Писатель Николай Николаевич Никитин, отец Вовки (брат был старше меня на десять лет), в прошлом принадлежал к «серапионовым братьям», но быстро одумался и к 30-м годам стал нормальным советским писателем. Писал, как сообщает «Советский энциклопедический словарь», романы, рассказы и пьесы «преимущественно о социалистическом строительстве» и в начале 50-х за толстый и скучный роман «Северная Аврора» о борьбе с интервентами на Севере удостоился Сталинской премии. Хотя жил он благополучно, матери в вопросе об алиментах перечить не стал. Отец среднего брата Борьки (он был старше меня на четыре года), москвич, директор Первой Образцовой типографии Наум Михайлович Рензин, бывал в нашей семье и меня любил, на руках носил, как гласит семейное предание. Он часто предлагал маме помощь, но она отказывалась. Очень гордая женщина была моя мать. И все мужья ее очень любили.
Однажды в 1936 году Наум Михайлович позвонил из Москвы и попросил мать срочно приехать. Мама тут же собралась. Встретились. Спросила, что стряслось. Он ответил неопределенно: так, мол, неприятности, и опять предложил ей деньги для Борьки. Мама взорвалась:
– И для этого ты меня из Ленинграда вызывал? Ты же знаешь, что мне ничего не нужно.
Он стал ее уговаривать, но мать стояла на своем и в тот же вечер вернулась в Ленинград. Он так и не сказал ей, что его исключили из партии и что он со дня на день ждет ареста. Наутро в нашей ленинградской квартире раздался звонок из Москвы: Наум Михайлович покончил с собой…
А через год маму вместе с бабушкой посадили. Бабушка к тому времени была уже почти слепая. Маму обвинили в том, что она агент Интеллидженс сервис. Следователям пришлось здорово попотеть, чтобы арестованная толком уяснила, что это за разведка и какой державы… Отца не тронули. Номера ордеров на арест были с одним пропуском. Пропущенная цифра стояла, должно быть, на ордере, предназначенном для него. Домашние аналитики предполагали, что это потому, что отец был любим Кировым, у того в личной библиотеке, говорят, попадались и отцовские книги. Может, это помогло? Но Кирова уже не было в живых, да и вообще логику здесь искать не стоит.
Мать год отсидела в одиночке. Выдержала благодаря внутренней дисциплине. Каждый день делала зарядку, до блеска драила камеру половой тряпкой. Из спички соорудила иглу и вышила крестиком носовой платок. Платок этот я потом видел, мать его хранила. Прошла она и пытку – тринадцать суток подряд без сна. Следователи менялись, а подследственная продолжала держать ответ. Спас ее один следователь. Приходя на допрос, говорил: «Зоя, вы спите, спите. Но если что, не обессудьте, матом крыть буду, тогда не пугайтесь».

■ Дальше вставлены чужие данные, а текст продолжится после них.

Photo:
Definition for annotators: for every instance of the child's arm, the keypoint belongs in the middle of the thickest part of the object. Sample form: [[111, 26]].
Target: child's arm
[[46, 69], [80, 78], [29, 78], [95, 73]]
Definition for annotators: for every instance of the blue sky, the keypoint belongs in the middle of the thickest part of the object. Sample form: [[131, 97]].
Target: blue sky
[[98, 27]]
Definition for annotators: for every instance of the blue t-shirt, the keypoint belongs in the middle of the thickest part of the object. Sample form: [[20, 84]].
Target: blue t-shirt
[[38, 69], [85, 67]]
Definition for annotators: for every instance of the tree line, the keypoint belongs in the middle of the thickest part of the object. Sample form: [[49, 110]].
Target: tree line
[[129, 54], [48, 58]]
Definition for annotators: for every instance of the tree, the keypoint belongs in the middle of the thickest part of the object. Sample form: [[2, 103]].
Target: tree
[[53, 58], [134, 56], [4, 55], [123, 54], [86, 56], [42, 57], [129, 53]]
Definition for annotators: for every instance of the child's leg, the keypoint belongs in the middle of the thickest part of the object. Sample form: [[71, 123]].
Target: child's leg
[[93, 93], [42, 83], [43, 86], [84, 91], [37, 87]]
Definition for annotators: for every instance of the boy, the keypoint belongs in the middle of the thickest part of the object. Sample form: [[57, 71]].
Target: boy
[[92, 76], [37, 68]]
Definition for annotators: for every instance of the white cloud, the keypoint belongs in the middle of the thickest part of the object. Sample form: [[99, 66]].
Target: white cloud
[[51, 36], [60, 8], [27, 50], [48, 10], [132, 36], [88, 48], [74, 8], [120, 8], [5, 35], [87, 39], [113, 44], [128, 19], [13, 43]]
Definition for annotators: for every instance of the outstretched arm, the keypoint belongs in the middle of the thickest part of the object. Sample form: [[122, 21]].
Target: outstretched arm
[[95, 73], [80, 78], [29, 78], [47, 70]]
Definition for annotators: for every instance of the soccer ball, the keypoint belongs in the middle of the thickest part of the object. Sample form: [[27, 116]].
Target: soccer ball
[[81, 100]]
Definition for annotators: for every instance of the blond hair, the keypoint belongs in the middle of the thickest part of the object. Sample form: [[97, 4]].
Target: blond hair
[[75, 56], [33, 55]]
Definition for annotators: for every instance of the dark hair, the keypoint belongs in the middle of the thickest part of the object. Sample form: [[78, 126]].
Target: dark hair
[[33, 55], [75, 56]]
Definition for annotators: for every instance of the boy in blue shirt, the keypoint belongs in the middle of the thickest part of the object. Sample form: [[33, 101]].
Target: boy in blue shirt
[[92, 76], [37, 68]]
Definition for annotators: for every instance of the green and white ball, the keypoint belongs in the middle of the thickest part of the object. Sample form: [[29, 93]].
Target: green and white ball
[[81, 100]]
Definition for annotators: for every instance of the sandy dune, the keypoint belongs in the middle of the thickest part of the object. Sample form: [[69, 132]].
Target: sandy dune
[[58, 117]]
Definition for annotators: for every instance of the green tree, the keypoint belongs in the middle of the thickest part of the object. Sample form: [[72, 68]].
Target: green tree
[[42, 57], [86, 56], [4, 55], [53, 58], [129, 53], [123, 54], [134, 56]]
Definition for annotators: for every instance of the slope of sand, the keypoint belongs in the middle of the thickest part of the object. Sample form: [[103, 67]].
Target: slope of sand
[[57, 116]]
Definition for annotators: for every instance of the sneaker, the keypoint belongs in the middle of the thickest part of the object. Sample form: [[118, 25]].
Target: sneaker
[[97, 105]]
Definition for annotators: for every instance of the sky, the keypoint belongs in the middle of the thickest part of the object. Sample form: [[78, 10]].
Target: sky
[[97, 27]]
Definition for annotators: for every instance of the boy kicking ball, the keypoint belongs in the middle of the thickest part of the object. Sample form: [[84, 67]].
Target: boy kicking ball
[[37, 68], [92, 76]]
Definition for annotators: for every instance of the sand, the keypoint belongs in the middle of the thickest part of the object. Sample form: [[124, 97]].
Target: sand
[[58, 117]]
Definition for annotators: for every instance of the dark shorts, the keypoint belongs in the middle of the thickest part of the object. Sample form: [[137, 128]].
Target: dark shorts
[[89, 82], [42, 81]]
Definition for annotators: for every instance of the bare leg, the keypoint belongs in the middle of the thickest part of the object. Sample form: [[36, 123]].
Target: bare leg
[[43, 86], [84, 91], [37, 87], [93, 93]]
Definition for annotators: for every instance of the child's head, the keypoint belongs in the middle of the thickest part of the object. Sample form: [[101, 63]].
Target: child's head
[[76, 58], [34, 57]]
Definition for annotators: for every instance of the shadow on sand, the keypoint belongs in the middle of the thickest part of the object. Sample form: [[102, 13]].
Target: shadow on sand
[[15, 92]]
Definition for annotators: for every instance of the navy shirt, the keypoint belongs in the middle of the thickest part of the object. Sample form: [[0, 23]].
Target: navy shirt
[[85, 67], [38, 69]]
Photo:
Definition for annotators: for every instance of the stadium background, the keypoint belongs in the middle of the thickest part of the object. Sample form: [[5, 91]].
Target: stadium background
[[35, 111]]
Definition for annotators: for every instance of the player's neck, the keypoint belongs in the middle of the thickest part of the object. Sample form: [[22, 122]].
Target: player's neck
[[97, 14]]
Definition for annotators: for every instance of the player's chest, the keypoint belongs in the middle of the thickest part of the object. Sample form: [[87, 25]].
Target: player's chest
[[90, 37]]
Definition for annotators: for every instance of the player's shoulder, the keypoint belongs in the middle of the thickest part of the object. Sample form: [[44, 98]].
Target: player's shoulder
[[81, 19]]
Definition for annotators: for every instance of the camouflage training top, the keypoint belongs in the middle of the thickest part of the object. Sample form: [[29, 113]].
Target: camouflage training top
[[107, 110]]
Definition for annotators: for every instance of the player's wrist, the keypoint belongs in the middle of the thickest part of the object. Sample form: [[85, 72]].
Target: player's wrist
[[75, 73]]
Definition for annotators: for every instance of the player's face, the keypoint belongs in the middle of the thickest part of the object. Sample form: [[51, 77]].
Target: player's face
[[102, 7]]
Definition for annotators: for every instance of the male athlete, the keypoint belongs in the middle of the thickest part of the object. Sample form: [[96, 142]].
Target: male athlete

Мать всегда поминала его добрым словом, объясняя, что он рисковал своей жизнью. Перед войной их выпустили, и у обеих осталось чувство недоумения: то ли оттого, что арестовали, то ли оттого, что выпустили…
У отца же и на воле дела шли худо. Он потерял нить. Хотя казалось, что он делает все, чтобы быть не хуже, чем другие: написал пьесу «Чекисты» о Дзержинском, участвовал в позорно знаменитом сером томе, прославлявшем строительство Беломорско-Балтийского канала, где и Олеша, и Каверин, и Федин, и даже Зощенко с Замятиным восхищались перевоспитанием вредителей и врагов народа в сознательных строителей социализма. Его пьеса «Когда я один», в которой герой-интеллигент приходил в отчаяние оттого, что люди все воюют между собой, грызутся, как звери, попала на глаза Главному Цензору, и он своим характерным четким почерком поставил на ней вердикт: «Пьеса вредная, пацифистская. И. Сталин». И началась папина черная полоса, которая тянулась до самой его смерти в пятьдесят четвертом году.